MyEdge's success is based not only in creating reputation-boosting pages but also in convincing Google to float those sites to the first few pages of results, the only results that most Web users ever see. But gaming Google can be tricky. The search giant, which declined to comment on Reputation Defender's service, spends significant resources trying to prevent Web site owners from pushing up their ranking artificially. And it will punish sites it thinks are cheating by pushing them into the back pages of search results. (see "Condemned To Google Hell").

Fertik won't reveal the details of MyEdge's tactics, but he says he's confident they don't break Google's rules or those of any other search engine. He also says his company draws the line at publishing lies about individuals or businesses--the cooking site created for Sue Scheff, he says, was an unfortunate exception, one that he removed after talking to this reporter. But Fertik sees nothing wrong with manipulating Google to focus on the positive aspects of someone's persona.

"Google is not God," he says. "It's a machine, a superb machine that benefits millions, but it's still just a machine. And what it turns up can have remarkably deleterious impact on hardworking people and businesses."

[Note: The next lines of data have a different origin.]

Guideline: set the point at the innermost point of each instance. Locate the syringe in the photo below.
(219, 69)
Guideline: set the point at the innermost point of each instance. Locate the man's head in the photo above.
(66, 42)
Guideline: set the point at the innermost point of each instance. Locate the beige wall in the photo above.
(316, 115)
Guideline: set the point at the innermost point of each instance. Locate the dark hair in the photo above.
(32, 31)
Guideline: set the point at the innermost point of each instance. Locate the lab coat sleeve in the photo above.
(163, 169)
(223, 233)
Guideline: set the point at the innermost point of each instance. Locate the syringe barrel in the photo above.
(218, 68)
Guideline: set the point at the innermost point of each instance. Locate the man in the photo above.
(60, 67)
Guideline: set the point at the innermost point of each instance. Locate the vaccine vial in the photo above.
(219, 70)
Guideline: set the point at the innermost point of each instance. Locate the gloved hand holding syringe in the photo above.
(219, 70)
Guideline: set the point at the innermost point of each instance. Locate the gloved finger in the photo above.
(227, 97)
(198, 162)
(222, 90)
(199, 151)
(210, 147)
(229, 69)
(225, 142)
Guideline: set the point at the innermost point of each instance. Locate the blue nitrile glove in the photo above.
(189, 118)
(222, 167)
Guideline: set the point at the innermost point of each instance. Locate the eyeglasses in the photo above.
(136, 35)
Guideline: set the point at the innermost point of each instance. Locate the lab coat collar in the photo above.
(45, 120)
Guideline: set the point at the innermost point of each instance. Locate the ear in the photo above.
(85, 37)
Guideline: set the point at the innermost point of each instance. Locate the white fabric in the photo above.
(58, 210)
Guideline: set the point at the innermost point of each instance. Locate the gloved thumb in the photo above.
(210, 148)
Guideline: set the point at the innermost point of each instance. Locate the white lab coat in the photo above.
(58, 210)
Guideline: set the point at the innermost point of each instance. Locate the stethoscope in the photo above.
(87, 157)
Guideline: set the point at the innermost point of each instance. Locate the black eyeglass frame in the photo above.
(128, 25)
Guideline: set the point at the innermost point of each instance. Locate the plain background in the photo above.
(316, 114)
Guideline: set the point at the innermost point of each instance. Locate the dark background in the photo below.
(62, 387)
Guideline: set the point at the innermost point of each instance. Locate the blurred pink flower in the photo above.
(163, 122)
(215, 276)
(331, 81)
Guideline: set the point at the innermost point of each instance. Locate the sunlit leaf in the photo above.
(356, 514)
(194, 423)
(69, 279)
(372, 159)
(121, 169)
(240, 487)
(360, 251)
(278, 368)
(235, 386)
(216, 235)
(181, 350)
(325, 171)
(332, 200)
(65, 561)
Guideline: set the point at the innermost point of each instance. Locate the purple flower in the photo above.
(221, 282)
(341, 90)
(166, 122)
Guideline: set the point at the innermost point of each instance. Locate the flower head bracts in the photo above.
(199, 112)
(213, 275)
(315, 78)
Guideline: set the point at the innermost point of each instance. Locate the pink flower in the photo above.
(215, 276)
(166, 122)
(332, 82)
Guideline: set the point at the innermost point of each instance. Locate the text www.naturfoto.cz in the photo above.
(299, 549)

Some might still argue that MyEdge misleads Web users or that it muzzles them by hiding negative opinions. But Kevin Bankston, an attorney at the Internet free-speech advocacy group the Electronic Frontier Foundation, sees MyEdge as a healthy alternative to the usual angry-lawyer school of reputation management.

"As long as they're not committing some kind of fraud, I think this is the way to deal with bad speech," says Bankston. "This shows that you don't need to counter speech by attempting to censor it, but rather with better and more accurate information. As the truism goes, the best answer to bad speech is always more speech."